If the contract is divided into lots, the contracting authority can – again on condition of stating reasons – decide to award only part of the contract. The remaining lots may expire or become the subject of a new procedure.
If the specifications expressly state this, the contract may be renewed one or more times – in other words, the same supplier continues to offer the same services. Normally the entire duration of the contract may not exceed four years.
How do you find public tenders?
Every day dozens of new contracts are published, some of which are undoubtedly of interest to your company. But how and where do you find them?
It is best to start looking through the official channels, where contracting authorities must publish contracts from a certain threshold amount:
- the Belgian Bulletin of Public Tenders if the total amount of the contract exceeds 85,000 euros (excluding VAT)
- the Official Journal of the European Union if the total value of the contract (excluding VAT) exceeds the following threshold amounts:
- 5,186,000 euros for public works
- 207,000 euro for goods and services.
The threshold for public services and defence is 414,000 euros, and for central federal governments it is 134,000 euros.
Contracts with a lower value are usually published on the website of the contracting authority or in the trade press.
Publication of tenders at the Flemish and Federal level takes place electronically through e-Procurement, while Wallonia and Brussels have their own platform. If you register on these platforms, you can create a search profile. This way you are automatically notified if a contract is published that meets your selection criteria (e.g. sector, region, amount, etc.).
There are also several specialised providers in our country that offer a similar, paid service.
Prospecting and networks
As an entrepreneur you know only too well how important prospecting and networking are in forging business relationships with individuals or companies.
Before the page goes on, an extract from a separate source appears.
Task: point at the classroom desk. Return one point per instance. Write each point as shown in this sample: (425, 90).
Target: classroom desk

It is no different for the public and social-profit sector. Cold-calling, visiting a contracting authority, participating in trade fairs, word-of-mouth advertising – these are all proven methods to discover interesting opportunities.
Moreover, the budgets of most contracting authorities are public information. By studying their budget carefully, you can infer a lot about their future needs and capacity to tender contracts.
Let your reputation work in your favour
Just as decisive a factor is the reputation you build up by executing public contracts. If public authorities are familiar with the quality of your products or services they will be more inclined to do business with you again. This is especially an asset in procedures with no disclosure, where the contracting authority selects a number of potential suppliers.